Objective: This study aimed to describe the clinical features, associated extragenital anomalies, and management of Mayer- Rokitansky-Küster-Hauser (MRKH) syndrome in a Thai population.
Methods: This retrospective study analyzed the medical records of 96 patients with MRKH syndrome diagnosed and treated at a university hospital and tertiary referral center in southern Thailand between 2000 and 2022.
Results: The study included 96 patients with MRKH syndrome. The most common symptom was primary amenorrhea (88.5%), followed by difficulty or inability to engage in sexual intercourse (9.4%) and pelvic mass (2.1%).
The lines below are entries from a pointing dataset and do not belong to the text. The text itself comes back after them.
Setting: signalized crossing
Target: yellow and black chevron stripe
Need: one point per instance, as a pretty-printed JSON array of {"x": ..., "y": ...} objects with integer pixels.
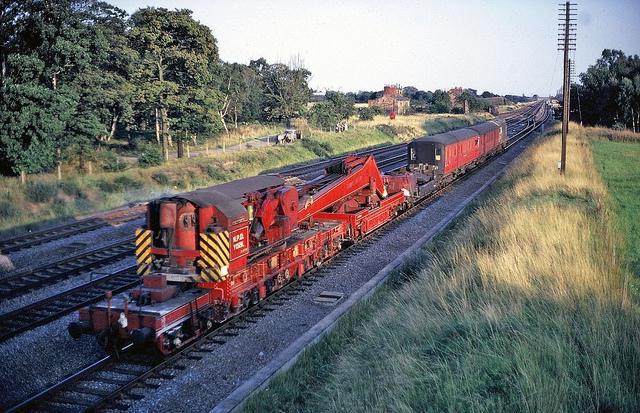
[
  {"x": 214, "y": 256},
  {"x": 143, "y": 251}
]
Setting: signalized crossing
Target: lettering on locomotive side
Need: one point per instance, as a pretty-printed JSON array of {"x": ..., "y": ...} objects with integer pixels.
[{"x": 238, "y": 241}]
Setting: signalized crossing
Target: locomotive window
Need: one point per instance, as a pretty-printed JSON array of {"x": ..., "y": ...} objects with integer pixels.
[{"x": 188, "y": 220}]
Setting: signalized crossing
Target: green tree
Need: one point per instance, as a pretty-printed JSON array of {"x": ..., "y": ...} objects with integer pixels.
[
  {"x": 47, "y": 49},
  {"x": 610, "y": 90},
  {"x": 342, "y": 104},
  {"x": 176, "y": 53},
  {"x": 286, "y": 91},
  {"x": 441, "y": 102},
  {"x": 323, "y": 115}
]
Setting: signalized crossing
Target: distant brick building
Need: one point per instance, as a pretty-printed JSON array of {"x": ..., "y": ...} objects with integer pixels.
[
  {"x": 495, "y": 101},
  {"x": 392, "y": 101},
  {"x": 454, "y": 95}
]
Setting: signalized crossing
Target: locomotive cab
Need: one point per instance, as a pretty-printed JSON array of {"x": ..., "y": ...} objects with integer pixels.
[{"x": 426, "y": 158}]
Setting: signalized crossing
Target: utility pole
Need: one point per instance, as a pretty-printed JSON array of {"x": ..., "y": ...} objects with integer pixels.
[{"x": 566, "y": 42}]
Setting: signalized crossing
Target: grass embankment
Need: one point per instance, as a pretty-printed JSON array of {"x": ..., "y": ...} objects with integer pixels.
[
  {"x": 617, "y": 157},
  {"x": 43, "y": 198},
  {"x": 522, "y": 305}
]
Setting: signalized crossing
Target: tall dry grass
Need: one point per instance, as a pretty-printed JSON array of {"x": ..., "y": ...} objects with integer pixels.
[{"x": 521, "y": 306}]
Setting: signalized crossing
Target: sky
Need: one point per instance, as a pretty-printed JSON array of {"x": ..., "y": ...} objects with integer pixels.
[{"x": 506, "y": 47}]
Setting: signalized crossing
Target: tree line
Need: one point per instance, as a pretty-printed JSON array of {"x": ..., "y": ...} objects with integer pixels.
[
  {"x": 74, "y": 73},
  {"x": 609, "y": 92}
]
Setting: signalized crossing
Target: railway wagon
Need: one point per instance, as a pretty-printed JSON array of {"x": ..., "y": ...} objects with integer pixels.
[
  {"x": 452, "y": 153},
  {"x": 206, "y": 255}
]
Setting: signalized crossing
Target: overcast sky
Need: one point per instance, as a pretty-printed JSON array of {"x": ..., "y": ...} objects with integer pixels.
[{"x": 351, "y": 45}]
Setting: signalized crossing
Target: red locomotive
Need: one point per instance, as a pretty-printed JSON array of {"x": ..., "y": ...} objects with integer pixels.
[{"x": 206, "y": 255}]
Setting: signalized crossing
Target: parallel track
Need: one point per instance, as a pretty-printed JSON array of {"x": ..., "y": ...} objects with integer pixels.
[
  {"x": 32, "y": 279},
  {"x": 76, "y": 393},
  {"x": 67, "y": 230},
  {"x": 47, "y": 310},
  {"x": 56, "y": 306}
]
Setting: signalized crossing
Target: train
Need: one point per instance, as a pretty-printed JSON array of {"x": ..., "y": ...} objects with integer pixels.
[{"x": 205, "y": 256}]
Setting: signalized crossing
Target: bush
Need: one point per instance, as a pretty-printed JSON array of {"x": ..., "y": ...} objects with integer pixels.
[
  {"x": 39, "y": 191},
  {"x": 150, "y": 156},
  {"x": 160, "y": 178},
  {"x": 72, "y": 189},
  {"x": 8, "y": 209},
  {"x": 387, "y": 130},
  {"x": 124, "y": 182},
  {"x": 60, "y": 208},
  {"x": 321, "y": 149},
  {"x": 366, "y": 113},
  {"x": 83, "y": 205},
  {"x": 323, "y": 115},
  {"x": 111, "y": 162},
  {"x": 107, "y": 186}
]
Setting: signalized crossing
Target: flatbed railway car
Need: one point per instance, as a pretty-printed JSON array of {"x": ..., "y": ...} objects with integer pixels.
[
  {"x": 206, "y": 255},
  {"x": 446, "y": 155}
]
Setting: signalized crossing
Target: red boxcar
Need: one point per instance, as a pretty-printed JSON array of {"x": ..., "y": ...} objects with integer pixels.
[{"x": 453, "y": 152}]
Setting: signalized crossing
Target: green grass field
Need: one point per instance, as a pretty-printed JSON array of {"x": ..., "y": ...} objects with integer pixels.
[
  {"x": 619, "y": 165},
  {"x": 521, "y": 306}
]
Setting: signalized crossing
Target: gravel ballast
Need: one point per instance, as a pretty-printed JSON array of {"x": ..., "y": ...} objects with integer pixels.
[
  {"x": 206, "y": 382},
  {"x": 41, "y": 357}
]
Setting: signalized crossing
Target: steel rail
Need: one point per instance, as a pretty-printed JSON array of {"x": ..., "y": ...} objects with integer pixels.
[
  {"x": 51, "y": 308},
  {"x": 32, "y": 278},
  {"x": 106, "y": 397},
  {"x": 66, "y": 230}
]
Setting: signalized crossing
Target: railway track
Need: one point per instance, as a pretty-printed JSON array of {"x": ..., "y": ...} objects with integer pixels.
[
  {"x": 31, "y": 279},
  {"x": 120, "y": 216},
  {"x": 393, "y": 157},
  {"x": 59, "y": 305},
  {"x": 112, "y": 380},
  {"x": 67, "y": 230}
]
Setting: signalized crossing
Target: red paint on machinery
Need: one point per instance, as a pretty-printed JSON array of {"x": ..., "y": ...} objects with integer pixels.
[{"x": 231, "y": 245}]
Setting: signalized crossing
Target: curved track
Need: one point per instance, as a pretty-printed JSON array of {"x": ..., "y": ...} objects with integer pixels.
[
  {"x": 31, "y": 279},
  {"x": 111, "y": 380},
  {"x": 389, "y": 158},
  {"x": 67, "y": 230}
]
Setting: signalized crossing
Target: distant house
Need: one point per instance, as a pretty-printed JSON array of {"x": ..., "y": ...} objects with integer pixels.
[
  {"x": 392, "y": 101},
  {"x": 454, "y": 97},
  {"x": 495, "y": 101}
]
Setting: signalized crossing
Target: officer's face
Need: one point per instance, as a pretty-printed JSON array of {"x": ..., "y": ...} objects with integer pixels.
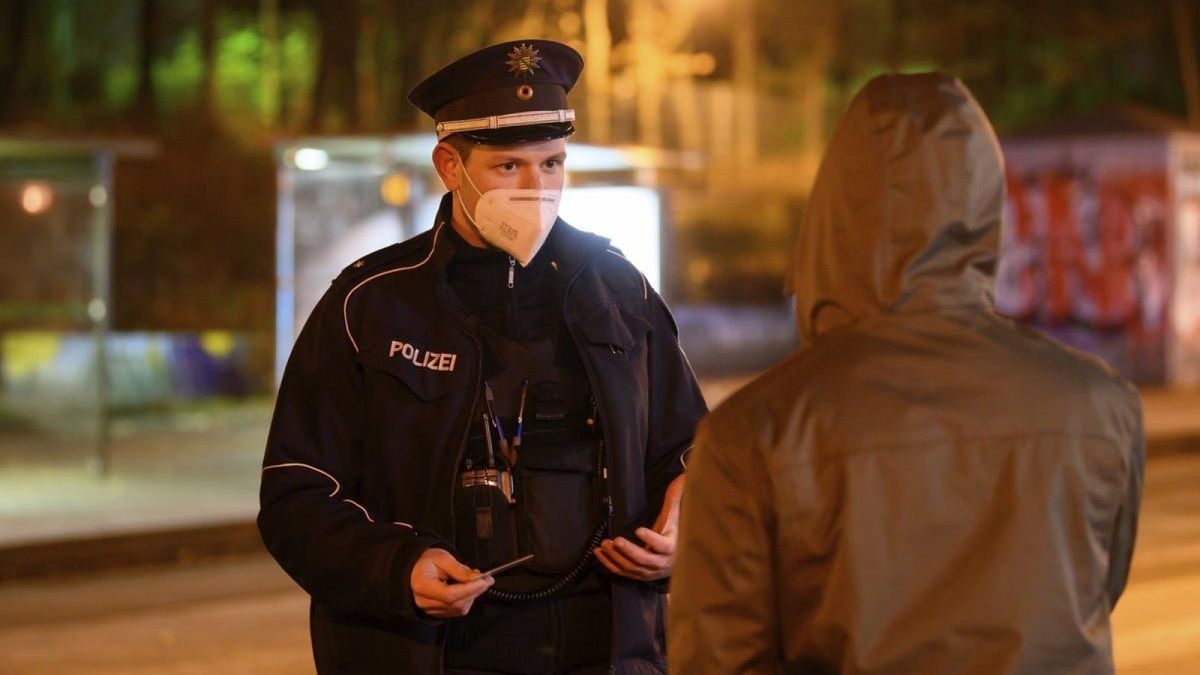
[{"x": 532, "y": 165}]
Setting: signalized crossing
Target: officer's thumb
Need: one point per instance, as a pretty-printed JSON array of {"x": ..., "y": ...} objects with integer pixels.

Notably, 80.3% of the patients did not have extragenital malformations and were diagnosed with MRKH type I (typical form), whereas 19.7% were categorized as MRKH type II (atypical form). Skeletal malformations were the most frequent extragenital anomalies and were present in 19.5% of patients, with scoliosis being the most common skeletal condition. Other extragenital malformations included renal (8.5%) and neurological (1.0%) abnormalities. Clinical vaginal examination revealed complete atresia in 21.8% and vaginal hypoplasia (median vaginal length, 3 cm) in 78.2% of the patients. Half of the patients did not receive treatment because they had not engaged in sexual intercourse. In this cohort, 41.7% of the patients had no difficulty performing sexual intercourse. Hence, self-dilation therapy or concomitant dilation was recommended. Only eight patients (8.3%) underwent surgical reconstruction of the vagina.
Conclusion: This study confirmed the complexity and heterogeneity of the phenotypic manifestations of MRKH, including the degree of vaginal atresia and types and rates of associated malformations.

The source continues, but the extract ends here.